The following month saw the first major devaluation of Mauricio Macri’s Government and, since then, there has been no return to those record levels.

Between September and February, 4,137 construction jobs were lost in Córdoba. It must be taken into account that these are formal workers in companies registered in the Province, so it does not contemplate informal employment (in small-scale private projects) and it does register workers who, in some cases, work for companies in Córdoba, but in other provinces, such as in Neuquén (Vaca Muerta), to cite an example.

The occupation of the sector in Córdoba, in February, was equivalent to 7.4% of the 360,210 construction workers registered throughout the country. In September, they were 7% of the 439,463 who worked formally throughout Argentina.

Analyzing more broadly, the province of Buenos Aires accounted for slightly more than one in every three jobs destroyed during the month of February, in a share similar to that it holds in the structure of sectoral employment.

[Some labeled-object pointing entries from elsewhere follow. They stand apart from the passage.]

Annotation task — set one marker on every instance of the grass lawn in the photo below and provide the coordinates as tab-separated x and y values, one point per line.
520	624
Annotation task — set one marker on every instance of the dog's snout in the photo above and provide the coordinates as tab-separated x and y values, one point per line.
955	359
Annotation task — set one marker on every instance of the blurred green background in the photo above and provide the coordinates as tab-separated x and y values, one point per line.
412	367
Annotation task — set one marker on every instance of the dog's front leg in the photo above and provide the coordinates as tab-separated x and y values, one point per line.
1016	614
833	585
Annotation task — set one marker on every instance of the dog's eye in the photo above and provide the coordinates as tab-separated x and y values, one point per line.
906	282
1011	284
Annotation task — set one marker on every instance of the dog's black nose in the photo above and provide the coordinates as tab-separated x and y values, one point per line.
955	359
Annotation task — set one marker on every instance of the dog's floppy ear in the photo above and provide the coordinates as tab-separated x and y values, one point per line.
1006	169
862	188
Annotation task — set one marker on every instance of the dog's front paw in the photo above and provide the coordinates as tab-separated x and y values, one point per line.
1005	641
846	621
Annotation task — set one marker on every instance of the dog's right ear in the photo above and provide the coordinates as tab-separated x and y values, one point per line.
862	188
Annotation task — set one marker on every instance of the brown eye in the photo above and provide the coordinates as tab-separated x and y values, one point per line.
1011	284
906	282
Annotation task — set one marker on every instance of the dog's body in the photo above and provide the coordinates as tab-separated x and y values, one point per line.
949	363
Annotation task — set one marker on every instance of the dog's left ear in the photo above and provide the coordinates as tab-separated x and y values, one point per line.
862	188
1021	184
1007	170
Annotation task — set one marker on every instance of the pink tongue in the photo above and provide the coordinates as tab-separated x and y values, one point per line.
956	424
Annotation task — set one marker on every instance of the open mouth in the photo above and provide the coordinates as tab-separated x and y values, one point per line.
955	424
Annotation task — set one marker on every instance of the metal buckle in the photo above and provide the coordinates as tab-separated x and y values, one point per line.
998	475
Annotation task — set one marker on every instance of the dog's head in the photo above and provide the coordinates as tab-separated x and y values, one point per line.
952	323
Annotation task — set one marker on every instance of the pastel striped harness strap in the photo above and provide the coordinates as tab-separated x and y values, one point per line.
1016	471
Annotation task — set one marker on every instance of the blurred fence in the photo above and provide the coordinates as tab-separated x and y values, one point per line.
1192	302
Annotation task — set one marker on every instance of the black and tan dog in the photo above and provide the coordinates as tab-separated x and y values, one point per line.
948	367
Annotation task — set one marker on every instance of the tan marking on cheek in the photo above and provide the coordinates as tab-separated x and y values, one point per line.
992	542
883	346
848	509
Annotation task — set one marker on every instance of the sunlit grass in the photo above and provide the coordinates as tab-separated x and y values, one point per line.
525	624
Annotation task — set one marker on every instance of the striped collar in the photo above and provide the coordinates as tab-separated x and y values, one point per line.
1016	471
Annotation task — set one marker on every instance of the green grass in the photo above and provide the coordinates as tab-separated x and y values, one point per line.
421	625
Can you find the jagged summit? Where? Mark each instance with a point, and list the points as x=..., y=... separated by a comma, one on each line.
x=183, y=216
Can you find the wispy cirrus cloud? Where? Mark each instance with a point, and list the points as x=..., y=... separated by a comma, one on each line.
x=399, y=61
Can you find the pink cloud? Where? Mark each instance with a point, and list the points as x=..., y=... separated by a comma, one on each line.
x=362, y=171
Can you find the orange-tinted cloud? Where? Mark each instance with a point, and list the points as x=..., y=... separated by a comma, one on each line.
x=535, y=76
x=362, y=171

Smaller provinces such as Santiago del Estero, San Juan, Tucumán and Entre Ríos followed in relevance, with shares in the fall in total employment of 9.1%, 7.1%, 6.3% and 5.5%, respectively.

In monthly terms, the provinces with the highest contraction rates in the level of employment were Santiago del Estero (-14.5%), La Rioja (-11.7%), San Luis (-11.6%) and Entre Ríos (-11.4%).

It is relevant to highlight that the province of San Luis registers 10 consecutive months of sustained decline, followed by Santiago del Estero, with nine consecutive months of retraction.

Construction: provinces most and least affected by the crisis

In the year-on-year comparison, Salta was the only province that experienced an increase in formal employment (9%). In contrast, Formosa continues to present the worst relative performance, with a huge decrease in construction employment of 63.7% compared to February 2023, followed by Chaco (-57.9%) and La Rioja (-57.7 ).

In Córdoba, the interannual variation was 12.8%.

Regarding salaries, the average remuneration received by registered workers in the construction industry reached $465,112 in February, remaining practically at the same level as in January.

It should be noted that at the beginning of March a new joint agreement was signed that establishes a 14% increase for February that is applied to the basic salaries in force as of January and that was paid retroactively with the salaries of the month of March.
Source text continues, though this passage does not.